Original source

Summary

Investing.com reports that Samsung and SK Hynix shares surged on April 1, 2026, rebounding from over 20% losses suffered during March 2026. The March losses were driven by concerns over AI memory demand after Google’s TurboQuant algorithm claimed to slash AI memory requirements, combined with OpenAI spending cuts and the Sora shutdown.
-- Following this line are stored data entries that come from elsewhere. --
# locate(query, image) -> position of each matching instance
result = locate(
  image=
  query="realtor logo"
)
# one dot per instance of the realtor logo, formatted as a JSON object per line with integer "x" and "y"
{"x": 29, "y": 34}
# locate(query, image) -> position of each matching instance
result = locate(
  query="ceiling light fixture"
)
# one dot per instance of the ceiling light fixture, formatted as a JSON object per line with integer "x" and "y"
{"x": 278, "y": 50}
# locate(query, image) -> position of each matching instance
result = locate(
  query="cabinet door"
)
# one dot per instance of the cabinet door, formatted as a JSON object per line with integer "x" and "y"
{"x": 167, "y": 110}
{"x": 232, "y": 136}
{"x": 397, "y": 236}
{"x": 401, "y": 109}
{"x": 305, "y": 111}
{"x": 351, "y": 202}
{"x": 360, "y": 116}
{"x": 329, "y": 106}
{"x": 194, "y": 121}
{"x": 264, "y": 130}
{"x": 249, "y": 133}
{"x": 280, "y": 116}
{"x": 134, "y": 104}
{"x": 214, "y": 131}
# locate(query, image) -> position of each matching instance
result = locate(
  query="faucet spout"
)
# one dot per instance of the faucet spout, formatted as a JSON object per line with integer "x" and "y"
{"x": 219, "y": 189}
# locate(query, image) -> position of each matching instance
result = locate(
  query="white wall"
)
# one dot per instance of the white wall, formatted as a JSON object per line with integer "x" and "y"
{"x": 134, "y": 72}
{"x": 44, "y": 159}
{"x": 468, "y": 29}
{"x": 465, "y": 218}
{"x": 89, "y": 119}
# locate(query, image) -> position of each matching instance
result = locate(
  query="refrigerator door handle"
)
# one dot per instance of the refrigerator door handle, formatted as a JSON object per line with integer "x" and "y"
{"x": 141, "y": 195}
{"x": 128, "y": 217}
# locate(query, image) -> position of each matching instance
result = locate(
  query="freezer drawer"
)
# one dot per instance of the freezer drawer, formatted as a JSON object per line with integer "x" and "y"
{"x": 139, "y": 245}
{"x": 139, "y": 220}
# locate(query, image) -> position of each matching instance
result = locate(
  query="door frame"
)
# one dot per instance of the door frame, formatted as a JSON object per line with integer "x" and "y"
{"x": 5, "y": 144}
The rebound was driven by bargain buying across the broader Korean tech sector.

Key Points

  • Samsung jumped over 10% to 184,300 won on April 1, 2026
  • SK Hynix rallied as much as 9.5% to 884,000 won on the same day
  • Both were among the biggest boosts to the KOSPI index, which rallied 6.5% after losing over 19% in March
  • The March losses (over 20% for both stocks) were driven by concerns over long-term memory chip demand after Google’s TurboQuant algorithm
  • Additional downward pressure came from speculation over memory chip price falls due to OpenAI spending cuts and Sora shutdown
  • Confirms OpenAI signed agreement with Samsung and SK Hynix for 900,000 DRAM wafers — described as “a major chunk of supply”

Newsletter Angles

  • The Jevons timeline: TurboQuant published March 24 → memory stocks crash 20%+ through March → rebound April 1. The market took roughly one week to process the Jevons logic (efficiency won’t reduce demand, it’ll expand addressable market). This is the live-case timeline for the Concept Decoder piece.
  • Bargain buying, not fundamentals: The rebound is described as “bargain buyers stepped in” — not a fundamental reassessment. The Jevons reasoning (efficiency increases total demand) came from analyst commentary during the recovery, not from the rebound itself. The piece should be precise about this distinction.

Entities Mentioned

  • Samsung — surged 10% on April 1 after 20%+ March losses
  • SK Hynix — rallied 9.5% on same day, same pattern
  • Google — TurboQuant algorithm cited as primary cause of March selloff
  • OpenAI — spending cuts and Sora shutdown contributed to downward pressure
  • KOSPI — Korean index rallied 6.5% after losing 19% in March

Concepts Mentioned

  • Jevons Paradox — the March-to-April timeline is a real-time demonstration: panic (efficiency = less demand) followed by reversal (efficiency = more demand via expanded use cases)
  • AI DRAM Crisis — the rebound occurs within the broader crisis; prices remain elevated despite the recovery

Quotes

No direct quotes from executives or analysts in this piece.

Notes

  • This is a brief market-reaction piece from Investing.com, not deep analysis. Its primary value is the precise timeline: March losses (20%+) → April 1 rebound (10% / 9.5%). This fills a specific source gap in the wiki — the TurboQuant crash was documented, but the recovery date and magnitude were not.
  • The piece attributes the March losses to Google’s algorithm and OpenAI’s spending cuts but does not name TurboQuant specifically — it describes “a new algorithm which it claimed could slash AI’s memory requirements.” Cross-reference with How Sam Altman’s OpenAI may have caused the worst consumer hardware crisis for the TurboQuant name.
  • The “bargain buying” framing suggests the April 1 rebound was technical (oversold bounce) rather than fundamental. The Jevons-based analyst reasoning that efficiency would increase total demand came separately from the price action.